Ce n'est un secret pour personne, le sport comorien est dans une situation délétère dû au manque en grande partie de moyens financiers, gage de la mise en œuvre d'une vraie politique de développement. L'Etat ne subventionne pas ou peu le sport, les entreprises privées de la place ne sont pas encore convaincues par le bien fondé de s'appuyer sur le sport pour développer leurs activités.
Pour être convaincu que le sport ne fait pas partie des priorités des autorités malgré les bonnes paroles distillées au gré des événements, il suffit de revenir sur la Loi des Finances Initiale pour l'exercice budgétaire 2023. Le législateur a décidé pour cette année en cours d’allouer au ministère de la jeunesse et sports, qui abrite aussi l'emploi et les arts, un peu plus de 1,5 milliard kmf. Septième budget de l'Etat soit sept fois moins que celui alloué à la présidence de l’Union (8,7 milliards kmf), ce budget ne présente aucune perspective d'investissement ni de mise en place d'une vraie politique de développement.
Les fédérations en ce qui concerne le sport sont réduites à faire du porte à porte pour pouvoir financer leurs activités. Le manque d'infrastructures n'aidant pas à sécuriser le peu de recettes que les associations se font lors des différentes compétitions organisées par les fédérations respectives. Alors, la seule solution qui leur reste, c'est de chercher des sponsors. Seule la Fédération de Football des Comores semble avoir sorti son épingle du jeu. Avec des partenariats signés avec des sociétés comme Comores Télécom et Comores Hydrocarbures lui permettant d'avoir un peu de marge pour consacrer une partie des subventions FIFA au développement de la discipline. Ces partenariats ont tout de même une portée très limitée dans la mesure où elles ne concernent que les activités de l'équipe nationale (Cœlacanthes) et sur une période déterminée (mars 2021 - mars 2023) en ce qui concerne les 100 millions de la Société Comorienne des Hydrocarbures.

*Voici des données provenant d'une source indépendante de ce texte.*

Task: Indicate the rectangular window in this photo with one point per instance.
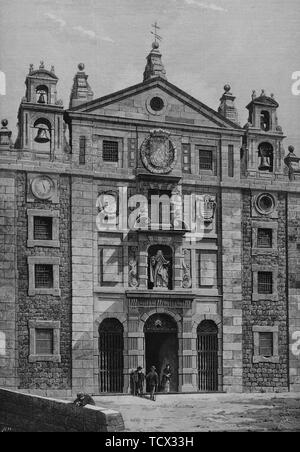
(206, 160)
(186, 158)
(110, 151)
(42, 228)
(206, 269)
(44, 340)
(264, 238)
(265, 283)
(43, 276)
(111, 265)
(82, 150)
(230, 160)
(266, 344)
(160, 208)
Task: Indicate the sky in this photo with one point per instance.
(250, 44)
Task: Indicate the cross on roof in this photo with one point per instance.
(156, 35)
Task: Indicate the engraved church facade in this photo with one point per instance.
(144, 228)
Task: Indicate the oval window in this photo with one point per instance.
(157, 104)
(265, 203)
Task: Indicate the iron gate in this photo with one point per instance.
(207, 349)
(111, 359)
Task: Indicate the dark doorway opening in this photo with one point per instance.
(207, 350)
(161, 347)
(111, 360)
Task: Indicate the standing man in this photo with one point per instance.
(152, 379)
(140, 381)
(166, 379)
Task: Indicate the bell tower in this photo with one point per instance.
(262, 148)
(40, 117)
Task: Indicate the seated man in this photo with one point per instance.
(83, 400)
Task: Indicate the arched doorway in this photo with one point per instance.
(207, 351)
(111, 359)
(161, 346)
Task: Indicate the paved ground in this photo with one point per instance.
(208, 412)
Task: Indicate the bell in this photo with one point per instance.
(264, 164)
(42, 98)
(42, 136)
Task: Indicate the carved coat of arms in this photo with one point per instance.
(158, 153)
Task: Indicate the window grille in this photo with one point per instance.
(44, 341)
(206, 160)
(110, 151)
(43, 276)
(82, 150)
(264, 238)
(266, 344)
(265, 283)
(42, 228)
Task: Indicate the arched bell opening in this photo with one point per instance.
(111, 356)
(265, 121)
(42, 94)
(266, 155)
(42, 135)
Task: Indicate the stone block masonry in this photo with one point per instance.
(43, 375)
(294, 289)
(264, 375)
(7, 280)
(232, 290)
(28, 413)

Outres ces deux instances, le football comorien à travers les Coelacanthes a toujours été soutenu par le chef de l'Etat via le budget de la présidence de la République. Un soutien multiforme qui va du payement des primes, au payement des hôtels en passant par les billets d'avion. Un problème de riche qui ne concerne que l'équipe nationale. Au contraire des autres fédérations ou du moins les équipes nationales qui ont du mal à mobiliser des fonds ne serait-ce que pour des rassemblements. Des fois, des équipes nationales sont obligées de déclarer forfait par manque de moyen de déplacement.
Des clubs, toutes disciplines confondues se retrouvent dans des mêmes situations. Une problématique qui n'aide pas la jeunesse à faire du sport un enjeu pour le développement mais, plutôt comme un passe temps qui de temps à autre peu te donner la possibilité de voyager non pas pour une obligation de résultat mais pour faire partie de ceux qui étaient présents. Un aspect qui renforce l'idée que le sport ne renferme en elle une certaine méritocratie. L'enjeu pour les autorités et les acteurs du sport est de faire en sorte que les jeunes qui s'engagent dans n'importe quelle discipline aient en mémoire que le sport est une partie de leur réussite. L'Etat doit de son côté faciliter la pratique du sport par la construction d'infrastructures adéquates à la pratique du sport et élaborer une stratégie nationale de développement à travers des partenariats (sponsoring) avec les grandes entreprises et sociétés de la place.